What Are Political Norms?

The concept of norms is characterised by plasticity. This plasticity results from its wide range of meanings, rooted in the different ways in which a variety of social science disciplines have studied norms. Our starting-point is that this plasticity makes the concept useful for the study of contemporary Southeast Asia, given the region’s heterogeneity in terms of regime types, political party trajectories, and daily lives of its governed and participatory populations.

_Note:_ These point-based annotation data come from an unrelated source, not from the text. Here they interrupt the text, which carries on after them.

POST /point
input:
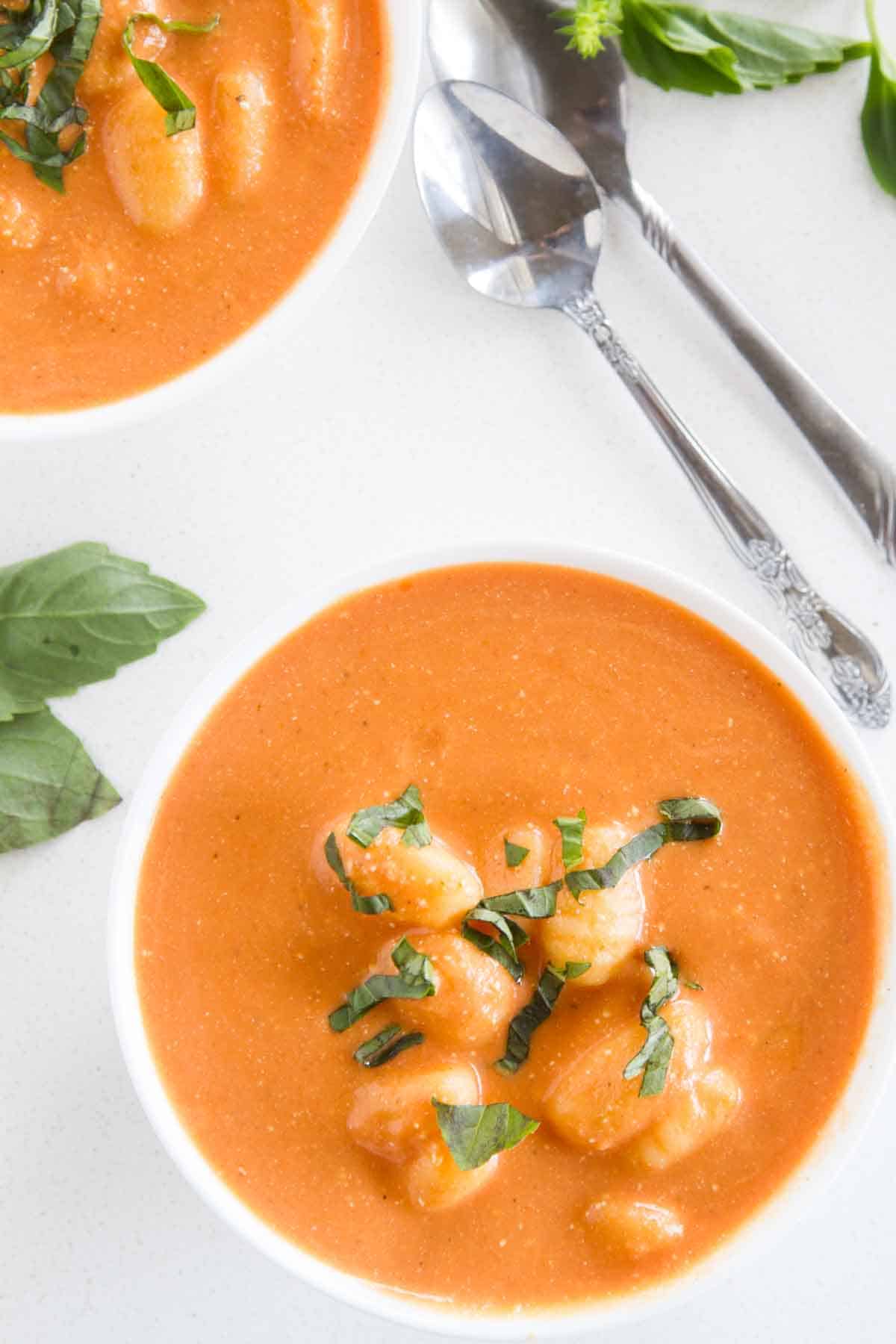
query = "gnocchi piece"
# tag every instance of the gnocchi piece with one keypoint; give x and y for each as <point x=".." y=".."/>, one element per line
<point x="595" y="1108"/>
<point x="160" y="179"/>
<point x="109" y="69"/>
<point x="19" y="228"/>
<point x="320" y="46"/>
<point x="535" y="870"/>
<point x="429" y="886"/>
<point x="395" y="1120"/>
<point x="606" y="927"/>
<point x="633" y="1229"/>
<point x="242" y="125"/>
<point x="697" y="1113"/>
<point x="474" y="998"/>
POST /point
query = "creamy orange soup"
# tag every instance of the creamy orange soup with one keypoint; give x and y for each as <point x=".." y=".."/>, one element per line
<point x="166" y="248"/>
<point x="509" y="695"/>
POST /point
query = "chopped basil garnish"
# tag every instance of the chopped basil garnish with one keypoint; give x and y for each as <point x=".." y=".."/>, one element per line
<point x="415" y="980"/>
<point x="528" y="902"/>
<point x="476" y="1133"/>
<point x="383" y="1048"/>
<point x="405" y="813"/>
<point x="514" y="853"/>
<point x="685" y="819"/>
<point x="169" y="96"/>
<point x="655" y="1055"/>
<point x="571" y="833"/>
<point x="535" y="1012"/>
<point x="364" y="905"/>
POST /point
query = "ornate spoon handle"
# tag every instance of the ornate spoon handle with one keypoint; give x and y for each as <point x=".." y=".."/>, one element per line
<point x="827" y="641"/>
<point x="864" y="476"/>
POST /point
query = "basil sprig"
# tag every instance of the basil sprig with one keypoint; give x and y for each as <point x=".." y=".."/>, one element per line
<point x="66" y="620"/>
<point x="364" y="905"/>
<point x="168" y="94"/>
<point x="685" y="819"/>
<point x="879" y="112"/>
<point x="415" y="980"/>
<point x="514" y="853"/>
<point x="383" y="1046"/>
<point x="508" y="937"/>
<point x="571" y="836"/>
<point x="476" y="1133"/>
<point x="66" y="30"/>
<point x="655" y="1055"/>
<point x="405" y="813"/>
<point x="536" y="1012"/>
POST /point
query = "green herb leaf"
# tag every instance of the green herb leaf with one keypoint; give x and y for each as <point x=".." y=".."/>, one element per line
<point x="476" y="1133"/>
<point x="682" y="46"/>
<point x="571" y="835"/>
<point x="514" y="853"/>
<point x="879" y="112"/>
<point x="529" y="903"/>
<point x="364" y="905"/>
<point x="656" y="1054"/>
<point x="405" y="813"/>
<point x="685" y="819"/>
<point x="383" y="1048"/>
<point x="415" y="980"/>
<point x="535" y="1012"/>
<point x="47" y="781"/>
<point x="169" y="96"/>
<point x="74" y="617"/>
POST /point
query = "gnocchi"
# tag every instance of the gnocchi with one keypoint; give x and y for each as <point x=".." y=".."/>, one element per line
<point x="606" y="925"/>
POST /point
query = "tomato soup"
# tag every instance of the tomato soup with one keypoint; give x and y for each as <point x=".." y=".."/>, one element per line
<point x="166" y="248"/>
<point x="606" y="1101"/>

Different research fields have approached norms employing considerably different definitions thereof. The legal norm is a set of prescriptions and prohibitions institutionally defined (Boudon & Bourricaud, 1982: 418). In law, both the law, as well as the rule of law, are norms. For economists, norms are institutions, whose definitions range from a set of rules considered as the rules of the game of the society (North, 1990), to the “codification of fundamental social relationships” (Boyer, 2022). Douglas North distinguished between norms and conventions (called “social structures”), which define informal incentives, and formal ones, referring to property rights. In the economic field, norms have been studied since the inception of economic institutionalism in the early 1900s. The norm assumes even greater significance in sociology and anthropology, where the concept refers to recurrent rules, constraining rules, or values and principles. Norms selectively control the development of aptitudes and preferences of members of society (Veblen, 2007 [1899]). In political science, norms are additionally interpreted as a set of international treaties and national rules.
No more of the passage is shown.